One bleary morning in a darkened art history classroom—think Modernism 101—a slide of the interior of Étant donnés: 1° la chute d'eau / 2° le gaz d'éclairage (1946-1966) flashed by. Its glimmering afterimage remained in my mind’s eye long after. One might say it never really left. I still remember how rattled I was as I tried to make sense of it. The odd installation didn’t fit into what was being taught as modern art at the time, yet conversely—perversely—it nominally coincided with enough of what art history syllabi then encompassed: female nudity mediated by a male gaze, corporeality framed by idyllic landscapes. What perhaps shook me most, however, was that it didn’t tally at all with what I was just learning about the art of its maker. Duchamp, the painter turned cool conceptualist. Duchamp, father of the readymade and chess-playing lover of puns. Duchamp, the sometime art dealer, occasional crossdresser, and elegant prankster who had definitively “retired” by the 1930s. Even if these myriad “Duchamps”already indicated a great flexibility regarding the concept of art and artist, it was Etant donnés, I thought, that didn’t fit. And I was not alone in thinking so. Yes, sure, The Large Glass may have evoked frustrated erotic impulses and unconsummated sexual desire (something you might surmise only if you read the artist’s notes on the work) and, indeed, his language games were sometimes bawdy, but nothing in his oeuvre prepared me for the crude and explicit realism, eerie diorama-like construction, or sheer in-your-face-ness of Etant donnés.
When I asked about the piece (repeatedly and insistently, apparently), a professor told me that it was a mere train ride away, and I should go see it for myself. I hadn’t even realized it was possible to just visit it. The suggestion prompted an immediate trip to Philadelphia, where I was sure understanding would be found. Yet, with the experience, the tremors only deepened. They also created a fissure in my intellectual armor, like the hole in the piece’s brick wall, blasted open to allow a glimpse into the installation.

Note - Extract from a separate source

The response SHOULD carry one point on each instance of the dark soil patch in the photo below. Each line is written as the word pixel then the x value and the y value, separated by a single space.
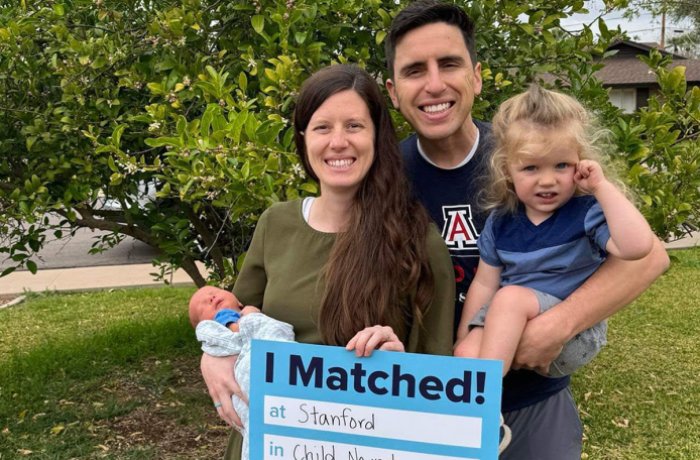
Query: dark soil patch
pixel 175 420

I read everything I could find about this posthumous enigma that Duchamp had so carefully hidden from the world while slyly ensuring its permanent museal custody—an act brought to culmination, essentially, from the grave. For someone who so many celebrated as the most important and influential artist of the twentieth century, the scholarly pickings on his final work were surprisingly slim, although it had been more than a quarter century since he had died. There were a number of scandalized feminist critiques, some embarrassed rejections, lots of inadequate passing mentions, a scant few serious assessments. Compared to the voluminous writing on the rest of his oeuvre, this discursive hush was, in a word, puzzling. But by that point, my inquiries into the piece were a mere distraction, a side hobby pursued, since in the meantime I had begun writing a doctoral thesis about Duchamp’s curatorial activities (before “curator” was a word in much use, he called himself a “generator-arbitrator”). Etant donnés didn’t fit into my study for an abundance of reasons—or so I thought. It took me some time to realize that the readymades’ questioning of the ontology of art and its institutions is indelibly connected to the impulses that drove Duchamp’s audacious exhibition-making; and these, in turn, are inseparably linked with Etant donnés’s unraveling of desire and close looking, surveillance and power, institutional norms and critical machinations.
The piece haunted me for years before I would draw those connections, and indeed before I would realize that Duchamp’s fastidious thinking about exhibitions and institutions would act as my own curatorial training course. I wouldn’t have gotten there at all had I not met Jacqueline Matisse Monnier early on. The daughter of Duchamp’s last wife Teeny (one of the few people to whom Duchamp confided his obscure project while it was being made), “Jackie,” as she was affectionately known, had inherited her mother’s devotion to Duchamp’s legacy, throwing herself into the task with a tenderness and an openness that was exceptional. She encouraged my nascent interest in Etant donnés, and smiled conspiratorially when I told her that the reticence of the late Philadelphia Museum of Art director Anne d’Harnoncourt regarding my questions had acted like a match to kindling, because it revealed the discomfort this endlessly troubling work still roused. (This was the same Anne d’Harnoncourt who, as a young woman, had installed the piece in the museum.) Meeting Jackie at regular intervals during the more than a decade and a half of my research was more than formative. It was essential. Generosity is such a crumb of a word relative to the capaciousness of what she gave me and, I imagine, every person approaching her for access to archives, stories, information. She propelled us all upward in a way that was gentle and light. Like a kite.